Lá atrás, Lincoln tornou o produtor um coautor pensando arranjos a partir do “som dos anos 80”, um filtro criado por ele com teclas e efeitos de estúdio pelo qual todo artista que buscava os novos tempos passava – e lá estavam, sem sectarismos, tanto Gal Costa, Gilberto Gil, Tim Maia, Jorge Ben, a própria Rita, Roberto Carlos, Caetano Veloso e Marcos Valle quanto Xuxa, Biafra e Sidney Magal. Aqui, Mary Olivetti e sua geração usam o que acumularam em anos de produção – ela tem ainda os ouvidos da mãe cantora, Claudia Olivetti, a colocando nas energias da música brasileira quando tudo ameaça escapar – e respiram fundo.

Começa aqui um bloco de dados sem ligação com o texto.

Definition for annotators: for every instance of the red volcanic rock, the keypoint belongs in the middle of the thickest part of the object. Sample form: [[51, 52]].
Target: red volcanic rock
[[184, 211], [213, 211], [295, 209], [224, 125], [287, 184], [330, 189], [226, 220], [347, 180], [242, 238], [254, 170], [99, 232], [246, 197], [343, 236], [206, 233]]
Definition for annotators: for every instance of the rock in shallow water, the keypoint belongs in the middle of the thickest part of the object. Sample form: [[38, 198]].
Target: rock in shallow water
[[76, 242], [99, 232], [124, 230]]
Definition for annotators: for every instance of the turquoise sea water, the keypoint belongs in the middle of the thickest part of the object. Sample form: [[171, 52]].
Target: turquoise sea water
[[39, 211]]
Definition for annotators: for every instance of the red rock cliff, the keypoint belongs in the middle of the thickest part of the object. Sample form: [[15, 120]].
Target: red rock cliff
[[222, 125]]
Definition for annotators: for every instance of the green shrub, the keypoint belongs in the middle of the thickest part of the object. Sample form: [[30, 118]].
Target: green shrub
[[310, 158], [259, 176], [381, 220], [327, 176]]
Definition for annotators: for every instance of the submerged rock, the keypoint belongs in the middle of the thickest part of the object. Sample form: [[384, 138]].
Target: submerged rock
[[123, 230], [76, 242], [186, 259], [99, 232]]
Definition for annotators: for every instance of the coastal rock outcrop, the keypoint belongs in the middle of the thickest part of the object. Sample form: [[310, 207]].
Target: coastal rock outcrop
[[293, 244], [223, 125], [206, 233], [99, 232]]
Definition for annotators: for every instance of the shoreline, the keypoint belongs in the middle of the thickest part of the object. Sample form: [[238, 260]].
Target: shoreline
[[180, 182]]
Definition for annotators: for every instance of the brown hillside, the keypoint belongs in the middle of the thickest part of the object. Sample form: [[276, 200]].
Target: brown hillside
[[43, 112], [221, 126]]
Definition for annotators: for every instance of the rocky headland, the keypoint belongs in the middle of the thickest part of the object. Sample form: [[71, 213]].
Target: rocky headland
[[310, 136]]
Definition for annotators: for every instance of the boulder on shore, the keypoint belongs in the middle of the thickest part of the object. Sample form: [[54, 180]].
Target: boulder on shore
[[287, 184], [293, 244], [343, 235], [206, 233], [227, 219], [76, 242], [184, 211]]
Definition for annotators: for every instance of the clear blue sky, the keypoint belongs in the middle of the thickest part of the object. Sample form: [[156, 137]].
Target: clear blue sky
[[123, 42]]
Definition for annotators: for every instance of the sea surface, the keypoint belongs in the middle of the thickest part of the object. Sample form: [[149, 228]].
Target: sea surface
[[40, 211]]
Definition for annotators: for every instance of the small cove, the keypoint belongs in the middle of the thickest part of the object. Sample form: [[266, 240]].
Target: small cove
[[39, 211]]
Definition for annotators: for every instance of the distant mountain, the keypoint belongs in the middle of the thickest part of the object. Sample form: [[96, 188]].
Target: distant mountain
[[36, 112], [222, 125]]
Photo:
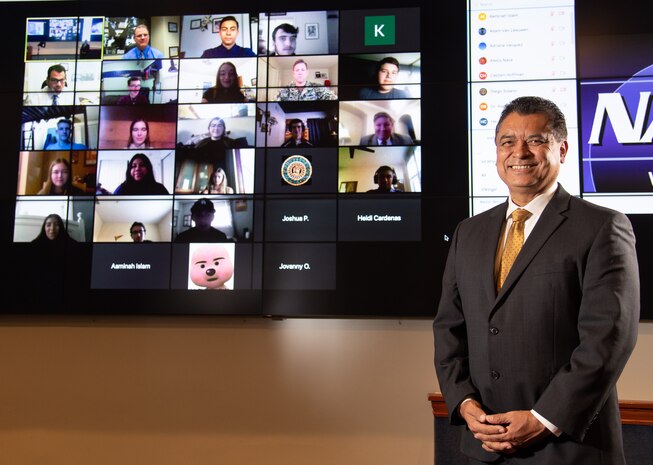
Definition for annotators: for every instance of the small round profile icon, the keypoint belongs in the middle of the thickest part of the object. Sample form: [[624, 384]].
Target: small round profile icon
[[296, 170]]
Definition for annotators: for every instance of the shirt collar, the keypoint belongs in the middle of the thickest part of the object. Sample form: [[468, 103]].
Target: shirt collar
[[535, 206]]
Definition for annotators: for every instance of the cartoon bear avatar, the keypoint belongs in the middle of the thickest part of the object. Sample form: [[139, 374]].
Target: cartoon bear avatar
[[211, 266]]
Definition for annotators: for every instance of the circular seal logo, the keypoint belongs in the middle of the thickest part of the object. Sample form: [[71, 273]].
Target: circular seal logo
[[296, 170]]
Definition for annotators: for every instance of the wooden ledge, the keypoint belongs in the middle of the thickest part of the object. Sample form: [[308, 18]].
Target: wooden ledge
[[633, 412]]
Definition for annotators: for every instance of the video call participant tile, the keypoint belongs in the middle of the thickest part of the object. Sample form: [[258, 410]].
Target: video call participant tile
[[310, 171], [379, 219], [386, 30], [131, 266], [236, 257], [299, 266], [295, 220]]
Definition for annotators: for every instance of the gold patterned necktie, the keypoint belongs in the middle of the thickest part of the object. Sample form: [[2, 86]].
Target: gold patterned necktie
[[514, 243]]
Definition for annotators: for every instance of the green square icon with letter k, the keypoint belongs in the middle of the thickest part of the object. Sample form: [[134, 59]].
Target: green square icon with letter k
[[379, 30]]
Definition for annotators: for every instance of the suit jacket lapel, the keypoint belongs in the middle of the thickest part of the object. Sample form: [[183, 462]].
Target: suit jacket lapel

“O meu primeiro pensamento foi fazer algo que estivesse à altura dos maiores DJs do Brasil, eu tinha que acompanhá-los”, conta. “Sendo assim, imaginei levar a versão de Cor de Rosa Choque para a pista, mas qual pista?” A pergunta definiria tudo. “Uma pista para duas mil pessoas ou para cem pessoas?” Mary colocou a música de Rita para tocar e fechou os olhos até visualizar a pista perfeita. “Era a de 100 pessoas”. Depois, ao mesmo tempo em que tocava Cor de Rosa Choque, colocou faixas da ‘old soul’ de Marvin Gaye, da retro soul do Tuxedo e da neo soul de alguns grupos para sentir o encaixe não do tempo, mas das vibrações. E lá estava o espírito que procurava.

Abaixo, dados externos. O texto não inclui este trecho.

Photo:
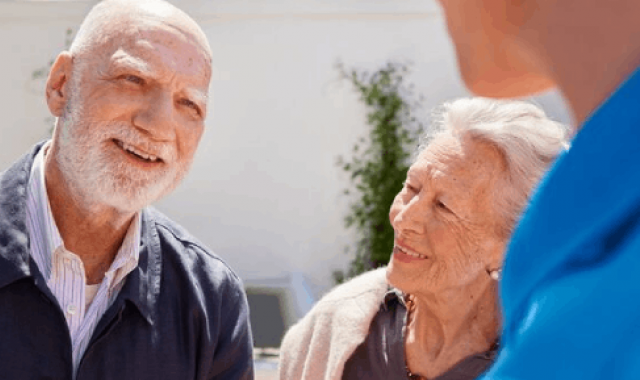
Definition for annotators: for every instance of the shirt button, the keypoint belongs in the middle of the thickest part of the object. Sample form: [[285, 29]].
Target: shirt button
[[71, 309]]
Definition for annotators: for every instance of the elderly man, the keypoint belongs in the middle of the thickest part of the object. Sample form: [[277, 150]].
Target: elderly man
[[570, 286], [94, 285]]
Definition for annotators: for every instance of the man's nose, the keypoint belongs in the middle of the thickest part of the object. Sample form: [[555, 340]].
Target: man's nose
[[156, 116], [410, 217]]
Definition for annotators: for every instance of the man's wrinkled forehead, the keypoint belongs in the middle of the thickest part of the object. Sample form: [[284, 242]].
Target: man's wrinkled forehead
[[154, 42]]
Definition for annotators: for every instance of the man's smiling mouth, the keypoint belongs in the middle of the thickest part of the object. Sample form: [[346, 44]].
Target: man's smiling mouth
[[137, 152]]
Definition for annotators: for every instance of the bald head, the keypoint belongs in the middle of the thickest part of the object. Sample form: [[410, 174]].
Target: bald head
[[116, 19]]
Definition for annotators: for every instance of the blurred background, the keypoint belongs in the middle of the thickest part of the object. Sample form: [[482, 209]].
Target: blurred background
[[265, 191]]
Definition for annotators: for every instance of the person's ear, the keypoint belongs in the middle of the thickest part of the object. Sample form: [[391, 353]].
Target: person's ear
[[495, 250], [57, 90]]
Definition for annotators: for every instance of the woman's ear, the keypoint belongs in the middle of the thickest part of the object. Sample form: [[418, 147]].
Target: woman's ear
[[496, 250], [57, 90]]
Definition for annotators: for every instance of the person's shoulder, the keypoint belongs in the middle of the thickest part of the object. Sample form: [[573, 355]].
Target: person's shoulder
[[358, 298], [369, 284], [186, 251]]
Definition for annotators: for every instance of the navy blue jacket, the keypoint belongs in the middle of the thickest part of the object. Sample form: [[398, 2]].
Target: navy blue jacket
[[182, 313]]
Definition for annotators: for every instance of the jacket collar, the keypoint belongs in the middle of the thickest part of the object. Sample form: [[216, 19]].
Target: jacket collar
[[14, 237], [142, 285]]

Mary começou as incisões. A voz de Rita, as linhas de percussão e os sints originais de Eduardo Souto Neto eram pontos delicados. “Eu não podia tirá-los.” Começaram a entrar as novas linhas de bateria e o novo corpo passou a tomar forma, dentro de um andamento mais acelerado. O baixo de Alberto Continentino trouxe um groove bem mais movimentado do que o original, tocado por um mistério. A ficha técnica do disco em que a música foi lançada, Rita Lee e Roberto de Carvalho, de 1982, só não traz o nome do baixista. Cor de Rosa Choque foi feita em 1979 para o programa TV Mulher, da Globo, a pedido do diretor Newton Travesso, mas só lançada em disco no álbum de 82. “Deve ser o baixista do Roupa Nova”, diz Roberto de Carvalho. “Só pode, gravamos todo o álbum com os músicos do Roupa.”
Era só uma ligação para tirar a dúvida, mas Roberto fala mais. “A faixa que Mary produziu ficou umas 50 vezes melhor do que a gravação original.” Ele não parece brincar. “Nunca gostei muito do resultado original, a mixagem é fraca e a voz da Rita soa baixa. Agora, ela aparece bem à frente.”
Mary, ainda sobre seu processo de reconstrução, chamou o tecladista Rodrigo Tavares para dar forma a suas ideias com um Rhodes, um piano elétrico Wurlitzer e um acústico, e no fim, contra a corrente mais densa do eletrônico, que em geral despreza guitarristas, trouxe Paulinho Guitarra, que só com Tim Maia ficou 15 anos. “Eu fecho os olhos e vejo o mar. A guitarra dele deu um brilho inigualável.” Cor de Rosa Choque abre um caminho novo e curioso a Mary Olivetti. Se o seu pai tornou-se conhecido por eletrificar uma geração acústica e convencê-la a ousar, sua house music de Cor de Rosa Choque coloca a música eletrônica nas mãos dos músicos sendo velha e nova, fresca e nostálgica, insolente e reverencial.